Currently, the most common solution to storing large amounts of historical real-time data seems to be to split the problem across two databases - one held in memory for data in use and the other in disk for historical data not currently in use. In this scenario, data is bulk-copied from the in-memory database to the historic database on disk. Hence, the issue of disk input / output is avoided for capturing the real-time updates, but at the cost of having to join across two databases if a desired query involves analyzing real-time data against historic trends.

Many of the database products in this area are proprietary in nature, having been designed explicitly for historic storage to optimize update and retrieval times (at speeds of several magnitude greater than mainstream relational solutions). The proprietary solutions are high performance, but often at the cost of usability, ease of replication and other mainstream tasks that technologists know and expect from more mainstream database technologies.

Not quite so mature is the usage of HPC (grid/clustering) in conjunction with high-performance database technology, in order to achieve real-time parallelization of data/calculation load across a group of computers. Here I am talking about real-time distribution of ad hoc query loads, and the not traditional HPC usage of huge-scale batch processing of a mathematical problem. Strongly related to HPC usage is the increasing usage and popularity of “data fabrics,” in-memory caches of data that are used to ensure that a cluster does not become “data-bound” with its overall performance inhibited by the slow provision of data to each node in the cluster.

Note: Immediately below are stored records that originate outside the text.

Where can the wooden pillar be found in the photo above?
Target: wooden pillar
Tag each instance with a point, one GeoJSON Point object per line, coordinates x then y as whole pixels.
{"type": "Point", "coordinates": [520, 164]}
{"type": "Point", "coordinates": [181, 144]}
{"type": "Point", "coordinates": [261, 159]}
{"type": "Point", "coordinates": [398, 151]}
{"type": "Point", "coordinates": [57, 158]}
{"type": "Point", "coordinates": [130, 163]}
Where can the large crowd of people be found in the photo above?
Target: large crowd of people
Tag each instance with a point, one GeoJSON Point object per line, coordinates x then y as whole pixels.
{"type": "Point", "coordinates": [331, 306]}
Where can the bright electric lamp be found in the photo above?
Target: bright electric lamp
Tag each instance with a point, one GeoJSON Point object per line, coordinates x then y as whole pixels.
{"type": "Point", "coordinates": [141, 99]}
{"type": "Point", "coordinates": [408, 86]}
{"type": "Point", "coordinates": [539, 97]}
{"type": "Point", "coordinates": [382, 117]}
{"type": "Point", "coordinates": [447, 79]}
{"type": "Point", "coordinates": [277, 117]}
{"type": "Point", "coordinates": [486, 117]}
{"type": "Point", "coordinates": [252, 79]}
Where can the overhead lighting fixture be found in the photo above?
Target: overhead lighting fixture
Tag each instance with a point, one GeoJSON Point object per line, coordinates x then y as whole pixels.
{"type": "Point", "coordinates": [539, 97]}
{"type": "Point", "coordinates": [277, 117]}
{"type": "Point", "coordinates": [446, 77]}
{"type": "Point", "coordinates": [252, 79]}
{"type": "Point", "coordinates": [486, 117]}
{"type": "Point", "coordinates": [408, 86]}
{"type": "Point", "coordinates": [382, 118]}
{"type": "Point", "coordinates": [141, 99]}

Data Getting Ahead of Users?

So while real-time data is keeping the technologists busy, spare a thought for the consumers of both the data and the software - the end-users. In finance, as in other fields, a level of distrust often exists between the end-users and the technology staff delivering systems. This tension is exacerbated by profits at stake, short deadlines and market expertise that users have and IT staff often only partially understand.

As a result of this disconnect between offices, users resort to using Excel spreadsheets to store, analyze and report on data. Excel has a pressure-relief value for end-users that works around the fact IT delivery timelines do not meet business needs. It is not necessary to be a technologist to use Excel, and as such, it has become the definitive tool of “end-user” computing.

Traders have been using spreadsheets for years, but in the same way that technologists have been challenged by rising data volumes, so has this traditional tool of the end-user. The latest version of Excel has one million rows, but even this is not enough for more than a few days of market data for particular financial instruments. In addition, traders may have to look across many thousands of instruments spread across many markets. Even if technologists can develop systems to handle data volumes, the end-users cannot use their traditional analysis tool to get a complete view over the data and the opportunities available.

Time for Visualization?

Software engineers must continue to address the direct technological challenges of rising real-time data volumes through an optimized combination of all four approaches outlined earlier. A greater but more subtle challenge will be how best for technologists to present this data to end-users, particularly when the end-users’ favorite tool - the spreadsheet - has been surpassed by the amount of data that needs to be analyzed. For around 20 years now, visualization software vendors have been trying to sell into the financial services industry, with very limited success. Perhaps, now is the time when data visualization can finally come of age, bringing new levels of data transparency and understanding to hard-pressed users of real-time data.